個人向け国債が通常の国債と異なるのは、最低購入額が1万円からと低額で、満期前でも政府による債券額での買取りがある点だ。通常の国債は億単位での売買であり、1万円から購入できるのは手軽に分散投資ができるのはメリットといえよう。また、政府による買取も流動性リスク(売りたくても売れない or 足元を見られる)といった懸念がなくなるため、こちらもメリットといえよう。
さらに変動利付け国債を選択すれば、受け取れる利子は市場の金利情勢の影響を受ける。そのため金利の上昇局面では受け取れる利子が大きくなる。もちろん、逆に金利が低下傾向にあれば利子は少なくなる。日本国債は長期的に下落傾向にあるため、金利上昇は期待しにくい状況ではある。そのため個人向け国債でも変動利付け債の方が不利(利子収入が年々減っていくため)で、固定利付け国債の方が有利(利子が一定のため)といえる。
だが、金融政策や財政次第で一度上昇すれば暴騰するとも囁かれている日本国債だけに、一縷の望みは無くはない。そうなれば、ローン金利などの貸出金利に影響するため、経済的には破滅的な状況になっているかもしれないが。。。
他方のデメリットとしては、そもそも金利が低い点が挙げられる。5年で0.05%は普通預金や定期預金(キャンペーンもの除く)よりは高いが、他の元本保証ではない金融商品とは比べ物にならない。日本銀行が掲げるインフレ2%は相当に無理な感が否めないが、仮にインフレ2%となると個人向け国債で得られる利子などは、損を軽減するに留まるだけとなる。
また、政府による個人向け国債の買取りだが、満期前の中途換金でも債券の額面通りに買い取ってはくれるが、その際に利子が差し引かれた額になるため注意が必要だ。中途換金の場合には、それまでに受け取った利子の大半は無くなると考えた方がいい。具体的には、変動利付け国債なら直近2回分の利子、固定利付け国債の3年ものなら直近2回、5年ものなら4回分が額面から差し引かれて政府に買い取ってもらうことになる。

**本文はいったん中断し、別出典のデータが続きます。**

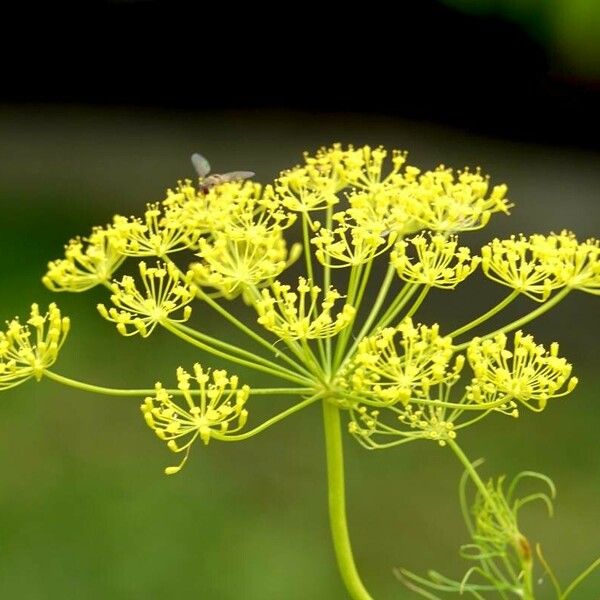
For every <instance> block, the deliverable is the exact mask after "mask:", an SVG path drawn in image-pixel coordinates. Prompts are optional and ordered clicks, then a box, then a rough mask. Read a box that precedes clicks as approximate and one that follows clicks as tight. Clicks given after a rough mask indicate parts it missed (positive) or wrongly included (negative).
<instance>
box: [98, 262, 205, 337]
mask: <svg viewBox="0 0 600 600" xmlns="http://www.w3.org/2000/svg"><path fill="white" fill-rule="evenodd" d="M139 271H140V276H141V280H142V285H143V289H142V291H140V290H138V288H137V286H136V283H135V280H134V278H133V277H130V276H129V275H125V276H124V277H123V278H122V279H121V281H114V282H113V283H112V284H111V286H110V288H111V290H112V292H113V293H112V296H111V297H110V299H111V301H112V303H113V304H114V305H115V307H116V308H115V307H111V308H109V309H107V308H106V307H105V306H104V304H98V312H99V313H100V314H101V315H102V316H103V317H104V318H105V319H108V320H109V321H112V322H113V323H116V324H117V330H118V331H119V333H120V334H121V335H126V336H129V335H135V334H136V333H139V334H140V335H141V336H142V337H148V336H149V335H150V334H151V333H152V332H153V331H154V329H155V327H156V326H157V325H158V324H161V323H162V324H164V323H167V322H169V321H173V322H177V323H183V322H184V321H187V320H188V319H189V318H190V315H191V314H192V307H191V306H188V305H189V303H190V302H191V301H192V300H193V299H194V298H195V296H196V289H195V287H194V285H193V284H190V283H188V282H186V281H184V280H183V279H182V276H181V273H180V272H179V271H178V270H177V267H175V266H174V265H173V264H172V263H167V264H164V263H157V264H156V267H147V266H146V263H145V262H140V264H139ZM178 311H182V312H181V316H180V317H179V318H176V317H174V316H173V313H176V312H178Z"/></svg>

以上のようにメリット・デメリットがあるため、自分の投資状況に鑑みて個人向け国債を購入するか否かを決定するといいだろう。資産を預金・定期預金に固めているなら個人向け国債にも振り分けて元本保証でも利益が稼げる。逆にリスクが高い資産が多めなら、安定度の高い個人向け国債に多少なりとも振り分ければリスクヘッジができる。その反面、資産構成で既にリスクとリターンのバランスが取れている人は、無理に個人向け国債に手を出す必要はないだろう。